Trump, who is 72, wants to go back to the time when “Made in the USA” was stamped on more products, and factory work produced a middle-class existence. As the American president has found out, it’s tough to force those old notions on today’s reality. His “Make America Great Again” policies have so far led to costly trade wars, in some cases, hurting manufacturers instead of bolstering them.

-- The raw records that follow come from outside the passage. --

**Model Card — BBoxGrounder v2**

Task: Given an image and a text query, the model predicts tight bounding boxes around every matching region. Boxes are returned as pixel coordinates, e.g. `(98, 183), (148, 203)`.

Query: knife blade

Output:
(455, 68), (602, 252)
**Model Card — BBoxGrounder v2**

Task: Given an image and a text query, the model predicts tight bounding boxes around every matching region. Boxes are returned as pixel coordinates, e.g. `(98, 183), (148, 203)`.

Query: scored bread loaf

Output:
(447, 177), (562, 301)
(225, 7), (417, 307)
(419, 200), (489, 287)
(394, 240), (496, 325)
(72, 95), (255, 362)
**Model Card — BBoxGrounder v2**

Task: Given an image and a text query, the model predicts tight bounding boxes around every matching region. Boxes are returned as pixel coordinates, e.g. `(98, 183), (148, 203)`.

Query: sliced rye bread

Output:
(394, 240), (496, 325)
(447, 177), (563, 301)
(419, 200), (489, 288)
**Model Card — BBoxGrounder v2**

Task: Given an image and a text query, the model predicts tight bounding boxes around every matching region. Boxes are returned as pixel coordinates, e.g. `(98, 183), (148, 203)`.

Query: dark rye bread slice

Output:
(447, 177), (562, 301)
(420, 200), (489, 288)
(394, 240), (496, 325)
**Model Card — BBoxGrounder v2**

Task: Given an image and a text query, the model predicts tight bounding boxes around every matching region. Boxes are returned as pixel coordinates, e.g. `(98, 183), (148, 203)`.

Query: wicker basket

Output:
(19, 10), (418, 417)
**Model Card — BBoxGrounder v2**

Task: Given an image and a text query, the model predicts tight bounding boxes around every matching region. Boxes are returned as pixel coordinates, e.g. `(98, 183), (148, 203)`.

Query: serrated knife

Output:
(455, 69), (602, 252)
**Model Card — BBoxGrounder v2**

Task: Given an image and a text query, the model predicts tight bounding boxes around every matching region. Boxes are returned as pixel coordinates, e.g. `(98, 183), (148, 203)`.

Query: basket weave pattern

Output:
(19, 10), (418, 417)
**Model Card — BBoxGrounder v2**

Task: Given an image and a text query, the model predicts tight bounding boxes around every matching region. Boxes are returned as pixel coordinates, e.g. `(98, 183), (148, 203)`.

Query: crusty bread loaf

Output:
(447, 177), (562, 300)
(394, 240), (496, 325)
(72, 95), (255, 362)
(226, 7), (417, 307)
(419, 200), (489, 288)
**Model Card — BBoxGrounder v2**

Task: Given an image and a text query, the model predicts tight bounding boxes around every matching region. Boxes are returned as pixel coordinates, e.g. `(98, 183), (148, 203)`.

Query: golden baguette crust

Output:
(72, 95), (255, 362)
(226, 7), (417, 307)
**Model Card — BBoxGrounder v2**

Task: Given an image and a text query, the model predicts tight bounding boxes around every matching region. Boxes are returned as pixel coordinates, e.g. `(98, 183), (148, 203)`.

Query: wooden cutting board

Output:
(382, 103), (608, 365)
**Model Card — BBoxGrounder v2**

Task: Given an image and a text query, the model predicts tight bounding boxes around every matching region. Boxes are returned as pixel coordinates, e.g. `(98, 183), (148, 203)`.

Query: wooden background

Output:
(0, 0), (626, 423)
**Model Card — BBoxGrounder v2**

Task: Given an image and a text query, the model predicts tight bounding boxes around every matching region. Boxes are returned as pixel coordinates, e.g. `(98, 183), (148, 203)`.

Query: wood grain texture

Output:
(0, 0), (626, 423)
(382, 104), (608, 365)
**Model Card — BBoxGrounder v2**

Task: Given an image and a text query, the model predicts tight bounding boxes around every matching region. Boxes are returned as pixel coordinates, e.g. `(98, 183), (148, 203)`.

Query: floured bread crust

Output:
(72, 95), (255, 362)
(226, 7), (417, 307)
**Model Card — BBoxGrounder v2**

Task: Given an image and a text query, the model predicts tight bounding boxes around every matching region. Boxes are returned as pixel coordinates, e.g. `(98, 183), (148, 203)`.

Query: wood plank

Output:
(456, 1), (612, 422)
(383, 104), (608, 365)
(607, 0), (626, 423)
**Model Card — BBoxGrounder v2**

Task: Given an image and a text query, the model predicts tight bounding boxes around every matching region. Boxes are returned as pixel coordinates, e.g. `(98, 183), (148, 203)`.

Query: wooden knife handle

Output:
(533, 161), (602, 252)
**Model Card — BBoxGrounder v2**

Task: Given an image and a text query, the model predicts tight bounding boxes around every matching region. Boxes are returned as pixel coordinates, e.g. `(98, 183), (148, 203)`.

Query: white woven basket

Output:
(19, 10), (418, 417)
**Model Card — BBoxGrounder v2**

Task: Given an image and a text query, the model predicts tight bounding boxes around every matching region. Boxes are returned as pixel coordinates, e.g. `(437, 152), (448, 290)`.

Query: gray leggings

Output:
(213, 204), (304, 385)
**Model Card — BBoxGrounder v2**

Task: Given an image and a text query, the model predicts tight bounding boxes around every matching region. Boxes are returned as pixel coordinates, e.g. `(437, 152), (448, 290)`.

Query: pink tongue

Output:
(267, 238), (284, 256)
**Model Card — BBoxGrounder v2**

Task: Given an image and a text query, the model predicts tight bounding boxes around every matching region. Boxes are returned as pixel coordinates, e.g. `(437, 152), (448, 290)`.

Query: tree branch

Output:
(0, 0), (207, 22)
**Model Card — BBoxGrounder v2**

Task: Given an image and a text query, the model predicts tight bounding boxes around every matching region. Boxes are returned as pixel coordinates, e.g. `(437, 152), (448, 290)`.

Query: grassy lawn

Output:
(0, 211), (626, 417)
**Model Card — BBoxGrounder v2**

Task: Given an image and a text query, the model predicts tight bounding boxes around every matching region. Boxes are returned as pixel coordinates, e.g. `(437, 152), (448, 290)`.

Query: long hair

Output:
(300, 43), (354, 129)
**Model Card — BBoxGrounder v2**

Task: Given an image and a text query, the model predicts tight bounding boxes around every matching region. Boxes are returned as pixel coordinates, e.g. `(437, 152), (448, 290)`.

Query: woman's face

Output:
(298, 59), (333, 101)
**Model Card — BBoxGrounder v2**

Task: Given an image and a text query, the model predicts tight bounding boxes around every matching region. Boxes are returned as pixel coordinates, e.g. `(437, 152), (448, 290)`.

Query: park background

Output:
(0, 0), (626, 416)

Brazilians and Mexicans should take note of the MAGA shortcomings.

Disdain for institutions

Populists’ disdain for institutions, however, might be their most dangerous trait, according to Mounk and Kyle. They studied the effects of 46 populist regimes since 1990, and found measurable ways in which they undermine democracy:

  • A 7% decline in freedom of the press
  • An 8% decline in civil liberties
  • A 13% decline in political rights

In the US, the press is holding up against Trump’s outright attacks, and the court system has been reining in some of his unilateral policies.

Mexico and Brazil’s institutions are generally weaker than the US’s, though. In Brazil, for example, journalists are already being admonished to not criticize Bolsonaro, writes Oliver Stuenkel, a Getulio Vargas Foundation professor, in Americas Quarterly.

In both countries, civil society will have to step up their game to curb their new leaders’ populist impulses.